Superior Canal Dehiscence – About

Superior canal dehiscence occurs when an absence of bone exists at the superior semicircular canal. This portion of the ear helps control balance. The inner ear is normally encased entirely in bone except at two sites. In superior canal dehiscence there is a third site that has absent bone and this creates abnormal function of the inner ear causing both hearing and balance issues. Typical symptoms of superior canal dehiscence is having vertigo with loud sounds, hearing one’s own heart beat, hearing one’s voice loudly, and hearing internal sounds such as one’s eyes move or neck move loudly.

Superior Canal Dehiscence – Diagnosis

Symptoms play the largest role in considering superior canal dehiscence.
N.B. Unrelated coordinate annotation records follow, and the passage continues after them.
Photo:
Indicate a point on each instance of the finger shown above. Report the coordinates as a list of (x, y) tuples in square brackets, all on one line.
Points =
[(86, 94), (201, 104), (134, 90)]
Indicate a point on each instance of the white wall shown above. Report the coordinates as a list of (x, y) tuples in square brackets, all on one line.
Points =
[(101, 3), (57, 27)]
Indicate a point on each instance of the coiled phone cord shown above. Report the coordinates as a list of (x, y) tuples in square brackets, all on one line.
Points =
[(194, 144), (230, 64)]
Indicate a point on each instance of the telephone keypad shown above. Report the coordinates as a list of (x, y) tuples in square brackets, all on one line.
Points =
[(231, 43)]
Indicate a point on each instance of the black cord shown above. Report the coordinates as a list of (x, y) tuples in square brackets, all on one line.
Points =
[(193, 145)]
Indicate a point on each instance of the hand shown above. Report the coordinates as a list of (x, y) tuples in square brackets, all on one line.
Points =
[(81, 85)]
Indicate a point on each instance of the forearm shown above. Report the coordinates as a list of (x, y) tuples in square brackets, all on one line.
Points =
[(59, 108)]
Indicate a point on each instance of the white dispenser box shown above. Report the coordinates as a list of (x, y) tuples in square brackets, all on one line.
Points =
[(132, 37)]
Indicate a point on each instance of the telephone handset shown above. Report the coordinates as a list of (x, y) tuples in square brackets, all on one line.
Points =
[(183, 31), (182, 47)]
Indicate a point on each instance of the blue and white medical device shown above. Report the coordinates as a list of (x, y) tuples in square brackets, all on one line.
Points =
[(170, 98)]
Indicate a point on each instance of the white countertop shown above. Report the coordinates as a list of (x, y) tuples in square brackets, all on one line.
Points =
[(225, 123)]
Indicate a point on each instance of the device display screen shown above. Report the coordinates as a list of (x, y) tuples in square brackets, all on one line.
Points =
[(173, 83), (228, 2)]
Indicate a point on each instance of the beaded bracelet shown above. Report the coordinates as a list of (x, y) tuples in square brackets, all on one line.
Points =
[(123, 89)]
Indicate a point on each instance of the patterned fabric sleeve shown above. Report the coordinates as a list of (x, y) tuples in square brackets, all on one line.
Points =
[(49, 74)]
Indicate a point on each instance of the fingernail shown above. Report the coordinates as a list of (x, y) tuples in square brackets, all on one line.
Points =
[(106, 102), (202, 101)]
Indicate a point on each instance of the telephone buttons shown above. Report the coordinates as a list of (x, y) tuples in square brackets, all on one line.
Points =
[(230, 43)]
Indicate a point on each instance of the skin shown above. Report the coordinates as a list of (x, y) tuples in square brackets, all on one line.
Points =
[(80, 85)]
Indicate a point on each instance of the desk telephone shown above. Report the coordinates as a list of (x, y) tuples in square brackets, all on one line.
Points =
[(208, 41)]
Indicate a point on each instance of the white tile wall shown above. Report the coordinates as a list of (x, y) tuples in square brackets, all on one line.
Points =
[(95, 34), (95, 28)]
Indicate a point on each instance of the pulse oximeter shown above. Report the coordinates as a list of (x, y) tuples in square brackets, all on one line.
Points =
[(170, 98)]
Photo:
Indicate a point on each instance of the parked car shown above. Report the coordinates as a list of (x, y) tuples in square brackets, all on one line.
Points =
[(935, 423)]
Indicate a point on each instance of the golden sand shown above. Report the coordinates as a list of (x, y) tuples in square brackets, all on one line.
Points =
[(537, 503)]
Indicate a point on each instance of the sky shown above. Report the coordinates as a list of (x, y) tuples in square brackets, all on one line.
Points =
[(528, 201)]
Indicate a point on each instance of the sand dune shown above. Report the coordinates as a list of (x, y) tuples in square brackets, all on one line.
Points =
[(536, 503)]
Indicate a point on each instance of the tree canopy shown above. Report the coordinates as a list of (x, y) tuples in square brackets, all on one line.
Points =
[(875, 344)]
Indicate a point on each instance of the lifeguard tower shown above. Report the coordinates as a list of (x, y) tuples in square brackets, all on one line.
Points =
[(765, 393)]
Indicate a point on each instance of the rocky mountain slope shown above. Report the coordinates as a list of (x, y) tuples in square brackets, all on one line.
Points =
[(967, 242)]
The diagnosis is then verified with a CT scan. A specialized test known as a VEMP performed by sound being placed in the ear can help support the diagnosis.

Superior Canal Dehiscence – Treatment

In cases of bothersome symptoms, surgery may be warranted. There are three surgical options available for superior canal dehiscence

Round window plugging – this procedure involves going through the ear canal and gently lifting the tympanic membrane. The round window, which is natural opening in the bone of the inner ear is then plugged with a small amount of the patient’s own tissue (either fascia or fat). This procedure is significantly less involved and with minimal recovery compared to other options, however generally the success rate is not as high as other options.

Transmastoid superior canal plugging – this procedure involves drilling away a small portion of bone behind your ear called the mastoid bone. The superior canal is visualized and then is plugged. This surgery does cause temporary imbalance that lasts for weeks. The transmastoid approach is successful in helping alleviate symptoms in approximately 70-90% of cases. The success rate is comparable to the middle fossa approach (see below). Individual patient’s anatomy may make this approach not suitable however.

Middle fossa approach – Another approach to the superior canal is by making a bone window above the ear (craniotomy) and gently retracting the brain to reach the canal from above. The canal is directly seen and then resurfaced with bone and/or plugged. The success rate is approximately 70-90%. This approach can be done in cases in which the canal cannot be approached by the transmastoid approach.